All of lore.kernel.org
 help / color / mirror / Atom feed
From: Tvrtko Ursulin <tvrtko.ursulin@linux.intel.com>
To: Intel-gfx@lists.freedesktop.org
Cc: dri-devel@lists.freedesktop.org
Subject: Re: [Intel-gfx] [RFC 1/6] drm/i915: Individual request cancellation
Date: Mon, 15 Mar 2021 17:37:27 +0000	[thread overview]
Message-ID: <f361804a-2c51-77ee-dbb4-0caba6bfffd0@linux.intel.com> (raw)
In-Reply-To: <20210312154622.1767865-2-tvrtko.ursulin@linux.intel.com>


On 12/03/2021 15:46, Tvrtko Ursulin wrote:
> From: Chris Wilson <chris@chris-wilson.co.uk>
> 
> Currently, we cancel outstanding requests within a context when the
> context is closed.
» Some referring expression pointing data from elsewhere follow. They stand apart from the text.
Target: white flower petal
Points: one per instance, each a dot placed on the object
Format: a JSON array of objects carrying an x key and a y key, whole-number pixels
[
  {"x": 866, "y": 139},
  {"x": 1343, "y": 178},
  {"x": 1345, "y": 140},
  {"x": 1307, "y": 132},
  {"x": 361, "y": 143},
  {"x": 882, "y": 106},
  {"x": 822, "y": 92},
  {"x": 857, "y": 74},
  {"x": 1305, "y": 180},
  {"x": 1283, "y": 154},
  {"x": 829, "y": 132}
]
We may also want to cancel individual requests using
> the same graceful preemption mechanism.
> 
> v2 (Tvrtko):
>   * Cancel waiters carefully considering no timeline lock and RCU.
>   * Fixed selftests.
> 
> Signed-off-by: Chris Wilson <chris@chris-wilson.co.uk>
> Signed-off-by: Tvrtko Ursulin <tvrtko.ursulin@intel.com>

[snip]

> +void i915_request_cancel(struct i915_request *rq, int error)
> +{
> +	if (!i915_request_set_error_once(rq, error))
> +		return;
> +
> +	set_bit(I915_FENCE_FLAG_SENTINEL, &rq->fence.flags);
> +
> +	if (i915_sw_fence_signaled(&rq->submit)) {
> +		struct i915_dependency *p;
> +
> +restart:
> +		rcu_read_lock();
> +		for_each_waiter(p, rq) {
> +			struct i915_request *w =
> +				container_of(p->waiter, typeof(*w), sched);
> +
> +			if (__i915_request_is_complete(w) ||
> +			    fatal_error(w->fence.error))
> +				continue;
> +
> +			w = i915_request_get(w);
> +			rcu_read_unlock();
> +			/* Recursion bound by the number of engines */
> +			i915_request_cancel(w, error);
> +			i915_request_put(w);
> +
> +			/* Restart after having to drop rcu lock. */
> +			goto restart;
> +		}

So I need to fix this error propagation to waiters in order to avoid 
potential stack overflow caught in shards (gem_ctx_ringsize).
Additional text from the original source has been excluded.